Great article... Thanx for sharing... Can you please upload more????

Happy New Year 2016

Because of that, data is written into new files an...

2014-10-06T14:03:36.137-07:00

Because of that, data is written into new files and as their number grows HBase compacts them into another set of new, consolidated files.file sharing

Very informative. I searched the net for this leve...

2014-03-27T10:31:23.641-07:00

Very informative. I searched the net for this level of details but found sparse data about the internals. This article has helped me connect the various dots.
Thanks Lars for such an amazing article.

Yes, merge is using B+tree in its own RegionServer...

2014-01-08T15:17:39.480-08:00

Yes, merge is using B+tree
in its own RegionServer
Yes.

In HMatser From Zoopkeeper

2014-01-08T15:13:11.242-08:00

In HMatser
From Zoopkeeper

HFile. you mean memstore, yes. Hbase will split in...

2014-01-08T15:01:05.676-08:00

HFile.
you mean memstore, yes.
Hbase will split into another region in same regionserver

per RegionServer

2014-01-08T14:53:53.220-08:00

per RegionServer

Nice Comparision/discussion Regarding Metadata, H...

2013-09-21T01:06:41.981-07:00

Nice Comparision/discussion

Regarding Metadata, HCATALOG(Merged with Hive v11) can use be used, to get the metadata defined in Hive metastore , to be used in pig. It would be helpful to manage your metadata across pig, hive and mapreduce.

Very good analysis and summary. I look at Hive a...

2013-08-14T04:53:41.028-07:00

Very good analysis and summary.

I look at Hive as being an open sourced
DWS for the Hadoop Framework.

Pig / PigLatin is a data_Flow language that is
geared up for Big_Data Information-Streams.

VBR/ Wallis Dudhnath

Yes you are right.

2013-06-05T21:55:24.774-07:00

Yes you are right.

This article is talking HFile v1. In V2 this has c...

2013-06-05T21:54:21.530-07:00

This article is talking HFile v1. In V2 this has changed to multi level indexing with B+tree like data structure for efficient processing and the index is moved at block level.
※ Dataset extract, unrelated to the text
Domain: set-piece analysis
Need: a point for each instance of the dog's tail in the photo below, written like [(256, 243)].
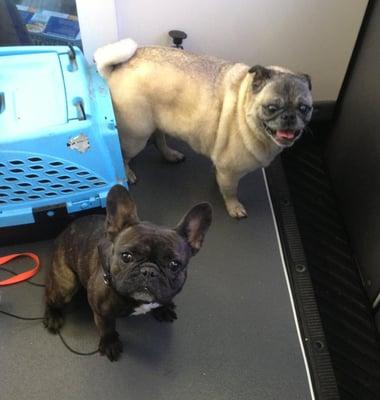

Lars, Great writeup. Its quite informative. I have...

2013-04-30T21:07:51.888-07:00

Lars, Great writeup. Its quite informative. I have apriblem that is actually counter intutive. I have an Hbase/ Hadoop cluster with 8 nodes. All the tables I store fit into a single region. So any time I scan a table, it hits a single node. The cluster is absolutely idle, and the tables get no writes at all. If I run an hbase shell on one of the nodes and scan one of the tables the performane varies 6x depending on where i scan it. If I scan it on any machine in the cluster which is not the regionserver hosting the region for the table I am scanning it runs mich faster tan if I were to scan the table from the machine that actually hosts the specific region i am scanning. All other nodes are ok. And this happens regardless of which table I choose to scan. These are scan table from hbase shell, not even a mapreduce. Any ideas on why might this be? I have hbase 0.92 installed. Thanks

One question: In the first big picture, the HLog s...

2013-03-29T23:08:13.864-07:00

One question: In the first big picture, the HLog should be per RegionServer, not per Region ?

Hi Lars, Thank you for this article. I am working...

2013-03-08T07:47:25.711-08:00

Hi Lars,

Thank you for this article. I am working on building a Hadoop System and there will be HBase too. We are planning to server multiple purposes with the same data. There will be HBase, but there will be Mapreduce as well. You mention use of HFiles, does that mean I will have to plan space for both HFiles and Mapfiles for the same data (like doubling the storage volume), if I were to use Hbase and Mapreduce on the same Hadoop cluster.

Thank you,

Oner

Hbase is the Hadoop database. Think of it as a di...

2013-01-07T01:24:09.018-08:00

Hbase is the Hadoop database. Think of it as a distributed, scalable, big data store.

I am working on Hbase. I have query regarding how ...

2012-12-07T04:36:29.089-08:00

I am working on Hbase. I have query regarding how Hbase store the data in sorted order by LSM Tree.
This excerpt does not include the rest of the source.